CAM Colloquium: Short Research Presentations by Assistant Professors Christina Lee Yu (ORIE), Jamol Pender (ORIE), and Dmitry Savransky (MAE)


Frank H. T. Rhodes Hall 655


Christina Lee Yu, Assistant Professor, ORIE
Collaborative filtering for sparse tensor estimation

We consider the task of tensor estimation, i.e. estimating a low-rank 3-order tensor from noisy observations of a sparse subset of the entries. In the context of matrix (2-order tensor) estimation, a variety of algorithms have been proposed and analyzed in the literature including the popular collaborative filtering algorithm that is extremely well utilized in practice. We introduce a generalization of the collaborative filtering algorithm for the setting of tensor estimation and argue that it achieves sample complexity that (nearly) matches a conjectured lower bound on the sample complexity of polynomial time algorithms. Our generalization uses the matrix obtained from the "flattened" tensor to compute similarity via an associated bipartite graph. The sample complexity threshold corresponds to the connectivity threshold for the graph.

Jamol Pender, Assistant Professor, ORIE
Queueing theory in the information age

Many queueing systems provide real-time information to their customers with the goal of reducing the customers’ anxiety of the unknown. However, in reality, the information might be given in the form of an update. To understand the impact of updates, we prove fluid limit theorems for a state-dependent queueing model where customers choose which queue to join by a generalized multinomial logit choice model. In the choice model, the information about the queue length is updated periodically in increments of size ∆. We show that the fluid limit is given by a system of functional differential equations with a non-stationary time delay. Using the fluid limit, we derive an exact formula for the critical updating size that partitions the system in stable and unstable regions. In the case of multiple updates, we uncover a novel connection between our updating queueing model and Auto-Regressive (AR) time series models. To this end, we show that the stability of our updating queueing model is equivalent to analyzing the stationarity of a subsequent AR time series model. Finally, we show, using real waiting time data from Disneyland, that giving customers information might not be a smart decision.

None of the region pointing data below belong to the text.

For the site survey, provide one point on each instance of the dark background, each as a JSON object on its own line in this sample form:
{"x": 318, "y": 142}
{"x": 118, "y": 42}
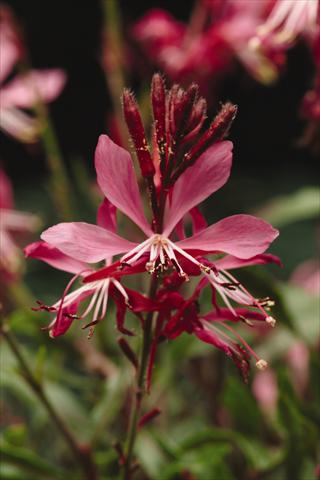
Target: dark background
{"x": 68, "y": 35}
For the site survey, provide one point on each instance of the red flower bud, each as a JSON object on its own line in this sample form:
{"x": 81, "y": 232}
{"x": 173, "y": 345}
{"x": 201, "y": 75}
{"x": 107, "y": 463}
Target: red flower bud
{"x": 137, "y": 133}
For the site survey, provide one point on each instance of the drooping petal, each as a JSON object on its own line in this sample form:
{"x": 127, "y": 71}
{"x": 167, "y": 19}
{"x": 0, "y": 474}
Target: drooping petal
{"x": 229, "y": 261}
{"x": 25, "y": 90}
{"x": 243, "y": 236}
{"x": 116, "y": 270}
{"x": 117, "y": 180}
{"x": 226, "y": 314}
{"x": 233, "y": 350}
{"x": 86, "y": 242}
{"x": 198, "y": 221}
{"x": 207, "y": 175}
{"x": 106, "y": 216}
{"x": 51, "y": 255}
{"x": 66, "y": 315}
{"x": 141, "y": 303}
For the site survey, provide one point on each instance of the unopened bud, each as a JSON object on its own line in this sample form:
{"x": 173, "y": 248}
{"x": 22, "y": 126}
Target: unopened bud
{"x": 137, "y": 133}
{"x": 158, "y": 99}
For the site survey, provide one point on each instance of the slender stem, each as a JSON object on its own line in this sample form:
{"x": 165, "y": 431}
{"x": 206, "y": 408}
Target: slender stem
{"x": 140, "y": 385}
{"x": 114, "y": 62}
{"x": 81, "y": 454}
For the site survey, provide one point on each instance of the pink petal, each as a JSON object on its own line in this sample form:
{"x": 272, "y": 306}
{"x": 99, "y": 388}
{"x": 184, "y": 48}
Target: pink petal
{"x": 106, "y": 217}
{"x": 86, "y": 242}
{"x": 24, "y": 90}
{"x": 229, "y": 262}
{"x": 51, "y": 255}
{"x": 117, "y": 180}
{"x": 6, "y": 196}
{"x": 207, "y": 175}
{"x": 64, "y": 320}
{"x": 243, "y": 236}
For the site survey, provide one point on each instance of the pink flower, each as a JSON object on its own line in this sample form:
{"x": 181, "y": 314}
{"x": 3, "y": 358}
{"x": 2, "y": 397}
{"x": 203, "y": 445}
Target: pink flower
{"x": 23, "y": 91}
{"x": 12, "y": 222}
{"x": 188, "y": 164}
{"x": 98, "y": 291}
{"x": 242, "y": 236}
{"x": 217, "y": 33}
{"x": 214, "y": 327}
{"x": 288, "y": 19}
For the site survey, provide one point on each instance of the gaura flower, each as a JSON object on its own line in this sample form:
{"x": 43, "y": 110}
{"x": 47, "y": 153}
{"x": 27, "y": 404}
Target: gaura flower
{"x": 24, "y": 90}
{"x": 12, "y": 222}
{"x": 242, "y": 236}
{"x": 217, "y": 34}
{"x": 287, "y": 20}
{"x": 214, "y": 327}
{"x": 66, "y": 309}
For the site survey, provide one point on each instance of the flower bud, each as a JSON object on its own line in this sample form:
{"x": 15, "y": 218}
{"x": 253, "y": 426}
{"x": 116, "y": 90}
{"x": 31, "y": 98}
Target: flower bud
{"x": 137, "y": 133}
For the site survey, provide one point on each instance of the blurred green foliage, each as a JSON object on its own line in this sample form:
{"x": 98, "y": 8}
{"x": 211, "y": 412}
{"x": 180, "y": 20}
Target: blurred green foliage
{"x": 211, "y": 428}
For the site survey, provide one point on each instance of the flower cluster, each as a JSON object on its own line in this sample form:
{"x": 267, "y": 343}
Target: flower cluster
{"x": 188, "y": 162}
{"x": 25, "y": 89}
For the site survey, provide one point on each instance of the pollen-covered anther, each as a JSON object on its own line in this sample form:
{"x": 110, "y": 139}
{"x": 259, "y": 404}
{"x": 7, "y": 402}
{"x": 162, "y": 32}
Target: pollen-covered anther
{"x": 271, "y": 321}
{"x": 150, "y": 267}
{"x": 246, "y": 321}
{"x": 261, "y": 364}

Dmitry Savransky, Assistant Professor, MAE
Engineering the search for other worlds

The Space Imaging and Optical Systems laboratory (SIOSlab) supports a broad range of activities related to the science case of direct imaging of extrasolar planets. In addition to instrumentation and control of optical systems, our work includes the creation and analysis of advanced post-processing algorithms for weak signal extraction from imaging data along with the optimization of astrophysical surveys and space missions. Both of these require leveraging advanced tools from statistical modeling and optimization. Here, I will briefly describe our recent work on common spatial pattern filtering for 2D imaging data analysis, dynamic programming solutions for space mission scheduling, and prospects for the future.